Hopes of a rebound in Chinese industrial output growth have been boosted by a pick-up in the Markit manufacturing PMI to the top of its range in recent years. Weak money trends suggest that these hopes are premature and the PMI will fall back.
November money and credit numbers released today were disappointing. Six-month growth of true M1 is estimated to have slipped further below its June peak, with broad money and total social financing also losing momentum – see first chart.
The weakness is more pronounced in real terms, i.e. relative to the consumer price index, which has been boosted by surging pork prices. The six-month change in real true M1 moved deeper into negative territory last month – second chart.
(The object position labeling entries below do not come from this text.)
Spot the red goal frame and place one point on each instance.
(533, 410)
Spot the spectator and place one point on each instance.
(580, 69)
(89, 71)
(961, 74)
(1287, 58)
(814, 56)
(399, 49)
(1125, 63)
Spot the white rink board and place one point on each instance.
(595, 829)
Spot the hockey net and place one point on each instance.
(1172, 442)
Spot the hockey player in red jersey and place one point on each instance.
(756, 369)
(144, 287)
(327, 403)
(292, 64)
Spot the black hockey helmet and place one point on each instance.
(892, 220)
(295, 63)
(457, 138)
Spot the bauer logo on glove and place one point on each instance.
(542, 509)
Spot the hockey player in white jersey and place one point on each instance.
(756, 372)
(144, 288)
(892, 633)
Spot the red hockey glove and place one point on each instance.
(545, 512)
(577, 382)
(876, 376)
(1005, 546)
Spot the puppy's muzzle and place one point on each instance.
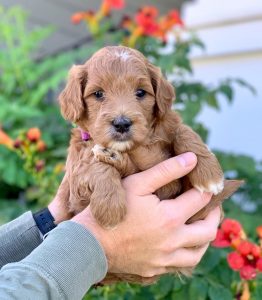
(122, 124)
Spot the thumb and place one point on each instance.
(152, 179)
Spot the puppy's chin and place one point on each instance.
(121, 146)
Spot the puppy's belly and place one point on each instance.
(147, 157)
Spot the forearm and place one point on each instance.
(18, 239)
(63, 267)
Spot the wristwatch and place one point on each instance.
(44, 221)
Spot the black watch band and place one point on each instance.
(44, 220)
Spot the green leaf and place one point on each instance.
(257, 293)
(209, 261)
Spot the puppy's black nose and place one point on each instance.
(122, 124)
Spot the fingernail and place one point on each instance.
(207, 196)
(186, 159)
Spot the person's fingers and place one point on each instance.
(185, 257)
(199, 232)
(152, 179)
(187, 204)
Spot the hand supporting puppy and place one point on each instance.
(153, 239)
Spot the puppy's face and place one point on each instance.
(117, 97)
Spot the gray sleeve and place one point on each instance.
(18, 239)
(64, 266)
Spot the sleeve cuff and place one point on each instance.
(72, 258)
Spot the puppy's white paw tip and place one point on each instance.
(213, 187)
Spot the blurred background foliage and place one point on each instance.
(28, 92)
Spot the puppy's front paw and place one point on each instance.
(207, 175)
(107, 155)
(211, 187)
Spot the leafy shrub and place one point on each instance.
(28, 88)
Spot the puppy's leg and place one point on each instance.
(121, 161)
(107, 200)
(207, 176)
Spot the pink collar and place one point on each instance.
(85, 135)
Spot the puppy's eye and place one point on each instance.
(99, 95)
(140, 93)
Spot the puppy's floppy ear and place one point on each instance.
(164, 91)
(71, 98)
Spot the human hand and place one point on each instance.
(154, 236)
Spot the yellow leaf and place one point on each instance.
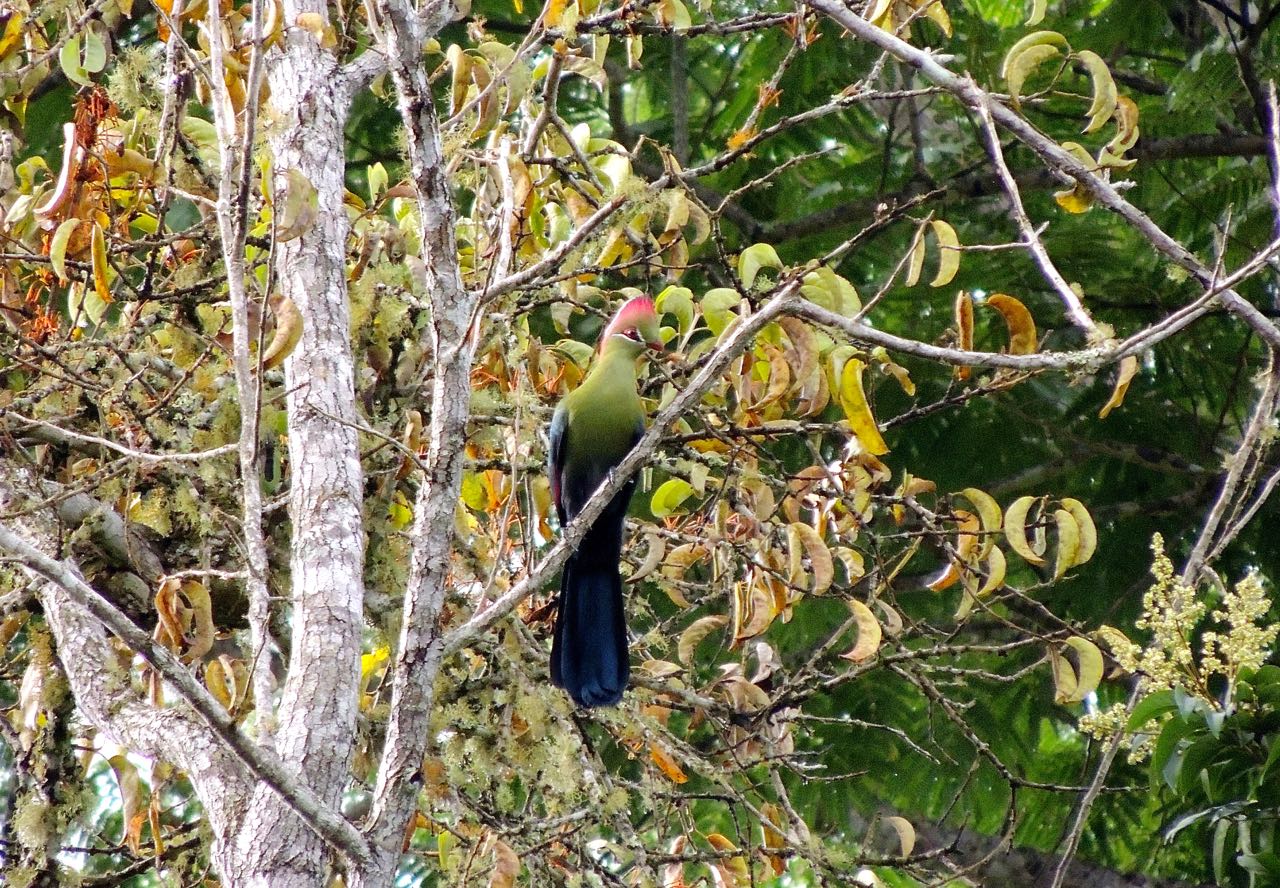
(853, 399)
(667, 764)
(1127, 126)
(967, 540)
(917, 262)
(988, 511)
(101, 270)
(1128, 367)
(58, 247)
(1022, 326)
(673, 873)
(753, 259)
(1088, 531)
(1015, 529)
(905, 833)
(868, 634)
(215, 680)
(12, 32)
(653, 557)
(201, 636)
(668, 497)
(1034, 39)
(937, 13)
(731, 872)
(506, 866)
(1024, 64)
(694, 635)
(1077, 669)
(804, 538)
(1074, 200)
(771, 829)
(996, 568)
(301, 204)
(288, 332)
(1104, 90)
(949, 253)
(319, 27)
(1068, 541)
(964, 328)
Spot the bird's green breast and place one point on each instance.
(604, 411)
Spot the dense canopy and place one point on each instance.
(952, 553)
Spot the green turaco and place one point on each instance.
(593, 429)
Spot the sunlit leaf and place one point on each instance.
(288, 332)
(1022, 326)
(1068, 543)
(1104, 90)
(668, 497)
(667, 764)
(853, 399)
(58, 247)
(1015, 529)
(694, 635)
(1088, 541)
(804, 539)
(1128, 369)
(755, 257)
(868, 632)
(905, 833)
(990, 513)
(949, 253)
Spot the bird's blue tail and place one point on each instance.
(589, 651)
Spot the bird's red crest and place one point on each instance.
(631, 312)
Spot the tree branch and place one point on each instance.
(259, 761)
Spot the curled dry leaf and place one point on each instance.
(988, 511)
(288, 332)
(1015, 529)
(1077, 669)
(905, 833)
(804, 540)
(949, 253)
(964, 329)
(1088, 530)
(1022, 326)
(853, 399)
(1128, 369)
(667, 764)
(915, 264)
(506, 865)
(968, 535)
(868, 634)
(1068, 543)
(1104, 90)
(694, 635)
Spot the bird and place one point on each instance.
(592, 430)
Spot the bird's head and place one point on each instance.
(634, 328)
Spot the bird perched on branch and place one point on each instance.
(593, 429)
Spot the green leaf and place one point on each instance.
(58, 247)
(69, 60)
(753, 259)
(717, 305)
(1151, 706)
(677, 301)
(378, 179)
(668, 497)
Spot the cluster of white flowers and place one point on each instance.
(1246, 644)
(1171, 612)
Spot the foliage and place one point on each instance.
(865, 564)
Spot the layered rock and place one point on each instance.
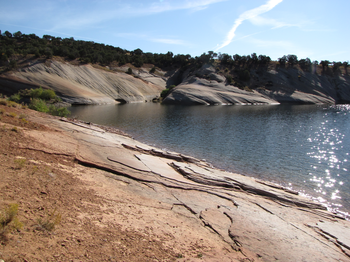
(185, 197)
(86, 84)
(268, 87)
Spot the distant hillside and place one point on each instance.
(88, 73)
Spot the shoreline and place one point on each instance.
(341, 213)
(190, 208)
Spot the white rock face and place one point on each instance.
(270, 87)
(88, 85)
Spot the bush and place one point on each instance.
(36, 93)
(8, 220)
(58, 111)
(244, 75)
(38, 105)
(229, 79)
(15, 98)
(49, 222)
(152, 70)
(48, 94)
(164, 93)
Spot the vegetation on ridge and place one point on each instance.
(12, 45)
(238, 70)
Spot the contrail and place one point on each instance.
(245, 16)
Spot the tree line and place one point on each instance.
(12, 45)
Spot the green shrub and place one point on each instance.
(3, 101)
(153, 69)
(164, 93)
(58, 111)
(49, 222)
(12, 114)
(38, 105)
(20, 162)
(48, 94)
(15, 98)
(244, 75)
(229, 79)
(8, 220)
(36, 93)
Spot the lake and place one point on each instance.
(303, 147)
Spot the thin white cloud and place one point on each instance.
(261, 21)
(168, 41)
(163, 40)
(126, 10)
(250, 14)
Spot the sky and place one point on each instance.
(317, 29)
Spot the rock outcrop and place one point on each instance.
(265, 87)
(86, 84)
(262, 221)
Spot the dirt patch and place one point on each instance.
(42, 183)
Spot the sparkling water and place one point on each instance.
(303, 147)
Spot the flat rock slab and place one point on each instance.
(262, 221)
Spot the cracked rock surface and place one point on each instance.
(189, 201)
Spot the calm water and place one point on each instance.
(303, 147)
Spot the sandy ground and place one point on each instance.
(122, 201)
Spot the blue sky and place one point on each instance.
(318, 29)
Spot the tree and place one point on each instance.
(8, 34)
(292, 60)
(324, 64)
(305, 64)
(346, 64)
(282, 60)
(336, 67)
(237, 59)
(254, 58)
(17, 35)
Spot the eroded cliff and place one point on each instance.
(86, 84)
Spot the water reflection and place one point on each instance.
(303, 147)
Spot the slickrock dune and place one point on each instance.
(187, 206)
(270, 87)
(84, 84)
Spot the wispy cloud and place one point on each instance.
(146, 37)
(127, 10)
(250, 14)
(168, 41)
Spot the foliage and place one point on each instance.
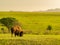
(9, 22)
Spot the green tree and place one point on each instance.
(9, 22)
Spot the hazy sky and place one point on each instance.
(28, 5)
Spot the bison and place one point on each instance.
(16, 30)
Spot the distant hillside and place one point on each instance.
(54, 10)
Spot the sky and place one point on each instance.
(28, 5)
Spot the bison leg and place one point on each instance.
(16, 33)
(21, 33)
(12, 32)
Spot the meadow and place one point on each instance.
(27, 39)
(36, 23)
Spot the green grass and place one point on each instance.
(36, 22)
(6, 39)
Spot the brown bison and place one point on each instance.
(16, 30)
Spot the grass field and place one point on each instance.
(36, 22)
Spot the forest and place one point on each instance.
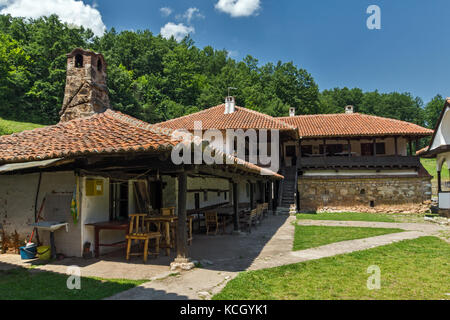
(156, 79)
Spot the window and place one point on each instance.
(118, 206)
(291, 151)
(197, 201)
(381, 148)
(99, 65)
(332, 149)
(367, 149)
(78, 61)
(306, 151)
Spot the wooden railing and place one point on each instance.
(378, 162)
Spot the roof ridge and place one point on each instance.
(267, 116)
(137, 123)
(188, 115)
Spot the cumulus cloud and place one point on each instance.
(190, 14)
(71, 11)
(178, 31)
(165, 12)
(239, 8)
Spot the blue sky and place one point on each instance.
(329, 38)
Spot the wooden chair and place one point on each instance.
(212, 221)
(138, 231)
(250, 220)
(170, 211)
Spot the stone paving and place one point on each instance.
(222, 257)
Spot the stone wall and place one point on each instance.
(319, 192)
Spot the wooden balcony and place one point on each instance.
(361, 162)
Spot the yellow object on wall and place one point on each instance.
(94, 188)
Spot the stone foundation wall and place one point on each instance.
(320, 192)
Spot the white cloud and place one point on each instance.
(166, 11)
(178, 31)
(190, 14)
(70, 11)
(239, 8)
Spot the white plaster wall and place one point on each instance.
(355, 172)
(442, 136)
(402, 145)
(17, 201)
(205, 184)
(444, 200)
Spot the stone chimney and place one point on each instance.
(291, 112)
(349, 109)
(86, 92)
(230, 105)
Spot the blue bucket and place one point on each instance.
(28, 252)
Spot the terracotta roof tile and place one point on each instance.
(108, 132)
(214, 118)
(104, 133)
(352, 125)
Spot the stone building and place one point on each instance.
(335, 161)
(111, 165)
(439, 149)
(353, 160)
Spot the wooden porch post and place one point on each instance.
(252, 198)
(396, 145)
(270, 196)
(349, 148)
(439, 181)
(182, 261)
(375, 147)
(236, 207)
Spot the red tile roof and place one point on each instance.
(104, 133)
(214, 118)
(108, 132)
(353, 125)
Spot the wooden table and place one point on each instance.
(108, 225)
(167, 221)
The third and fourth charts show that turning points in six-month real M1 momentum have signalled turning points in the Markit manufacturing PMI since the latter’s inception, with an average lead time of 8 months at the highlighted troughs and peaks. The rise in the PMI to a 35-month high in November was foreshadowed by a pick-up in real money growth between October 2018 and June. The subsequent monetary slowdown suggests that the PMI will weaken during H1 2020.
The inflation drag on real money is probably peaking and could reverse sharply in early 2020. Credit creation, meanwhile, will probably pick up, partly reflecting another surge in issuance of local government special bonds, although private firms may continue to struggle to obtain bank loans. These developments could lay the monetary foundation for a more durable recovery in economic momentum in H2 2020.